1 Metamaterial structure cell
2 Metamaterial structure cell
3 Metamaterial structure cells
10 1st layer
11 Perimeter
12 Central part
13 connections
20 Second layer
21 Edge
22 Central part
23 Connection
30 1st layer
100 Antenna device
110 First antenna
120 Second antenna
130 Metamaterial structure

Claims (6)

A metamaterial structure in which a plurality of cells are periodically arranged,
The cell is
A ring-shaped first peripheral portion, a first central portion disposed inside the first peripheral portion,
Including a first layer having a first connection portion connecting the first peripheral edge portion and the first central portion;
Metamaterial structure. The cell is
A ring-shaped second peripheral portion, a second central portion disposed inside the second peripheral portion,
A second layer having a second connection portion connecting the second peripheral edge portion and the second central portion;
The metamaterial structure according to claim 1, wherein the first layer and the second layer are parallel. A second layer having a ring-shaped split ring portion including a notch,
The metamaterial structure according to claim 1, wherein the first layer and the second layer are parallel. Including a flat dielectric plate;
The metamaterial structure according to claim 2 or 3, wherein the first layer is formed on one surface of the dielectric plate, and the second layer is formed on the other surface of the dielectric plate.
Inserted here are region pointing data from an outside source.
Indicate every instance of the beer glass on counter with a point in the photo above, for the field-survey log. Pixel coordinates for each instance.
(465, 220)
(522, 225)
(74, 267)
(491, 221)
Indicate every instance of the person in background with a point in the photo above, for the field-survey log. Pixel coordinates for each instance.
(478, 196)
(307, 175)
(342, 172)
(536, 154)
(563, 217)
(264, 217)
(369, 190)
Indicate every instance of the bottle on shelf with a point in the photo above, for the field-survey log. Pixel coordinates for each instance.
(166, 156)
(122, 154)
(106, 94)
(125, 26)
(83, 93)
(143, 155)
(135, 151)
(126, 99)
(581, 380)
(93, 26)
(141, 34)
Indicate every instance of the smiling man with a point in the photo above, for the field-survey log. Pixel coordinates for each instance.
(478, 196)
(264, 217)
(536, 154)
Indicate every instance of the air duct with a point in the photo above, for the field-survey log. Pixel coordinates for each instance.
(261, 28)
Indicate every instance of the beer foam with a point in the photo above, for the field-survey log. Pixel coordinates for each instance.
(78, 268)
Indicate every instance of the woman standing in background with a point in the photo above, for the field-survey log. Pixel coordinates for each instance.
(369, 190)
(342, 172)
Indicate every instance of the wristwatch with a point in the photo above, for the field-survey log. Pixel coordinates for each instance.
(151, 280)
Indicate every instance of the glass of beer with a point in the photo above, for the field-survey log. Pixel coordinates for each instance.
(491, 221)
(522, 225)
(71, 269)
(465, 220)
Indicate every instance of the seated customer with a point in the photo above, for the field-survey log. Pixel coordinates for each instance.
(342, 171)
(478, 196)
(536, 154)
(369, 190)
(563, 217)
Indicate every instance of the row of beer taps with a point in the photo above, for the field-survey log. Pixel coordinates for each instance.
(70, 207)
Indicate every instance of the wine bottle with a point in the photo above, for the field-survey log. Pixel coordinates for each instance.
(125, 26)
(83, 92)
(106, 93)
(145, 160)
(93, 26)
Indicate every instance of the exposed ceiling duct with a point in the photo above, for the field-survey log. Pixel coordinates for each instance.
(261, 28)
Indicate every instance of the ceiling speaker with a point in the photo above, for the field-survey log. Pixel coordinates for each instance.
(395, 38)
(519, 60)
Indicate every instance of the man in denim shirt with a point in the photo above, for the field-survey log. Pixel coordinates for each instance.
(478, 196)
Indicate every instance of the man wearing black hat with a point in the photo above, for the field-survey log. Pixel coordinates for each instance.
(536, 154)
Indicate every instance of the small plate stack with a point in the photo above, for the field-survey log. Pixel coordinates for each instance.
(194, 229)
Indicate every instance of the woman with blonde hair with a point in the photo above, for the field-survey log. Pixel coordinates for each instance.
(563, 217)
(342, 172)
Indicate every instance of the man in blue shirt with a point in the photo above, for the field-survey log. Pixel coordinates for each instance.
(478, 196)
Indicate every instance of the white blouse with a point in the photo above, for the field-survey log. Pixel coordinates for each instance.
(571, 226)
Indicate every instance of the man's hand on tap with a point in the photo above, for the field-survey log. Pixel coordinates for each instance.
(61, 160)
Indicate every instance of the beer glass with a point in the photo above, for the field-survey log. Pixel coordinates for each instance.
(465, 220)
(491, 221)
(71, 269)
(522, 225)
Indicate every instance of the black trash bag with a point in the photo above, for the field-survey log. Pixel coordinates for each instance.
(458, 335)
The cell is electrically connected to an adjacent cell;
The metamaterial structure according to any one of claims 1 to 4. A flat dielectric plate;
A first antenna formed on the dielectric plate;
A second antenna formed on the dielectric plate;
In the dielectric plate, including the metamaterial structure according to any one of claims 1 to 5 formed between the first antenna and the second antenna.
Antenna device.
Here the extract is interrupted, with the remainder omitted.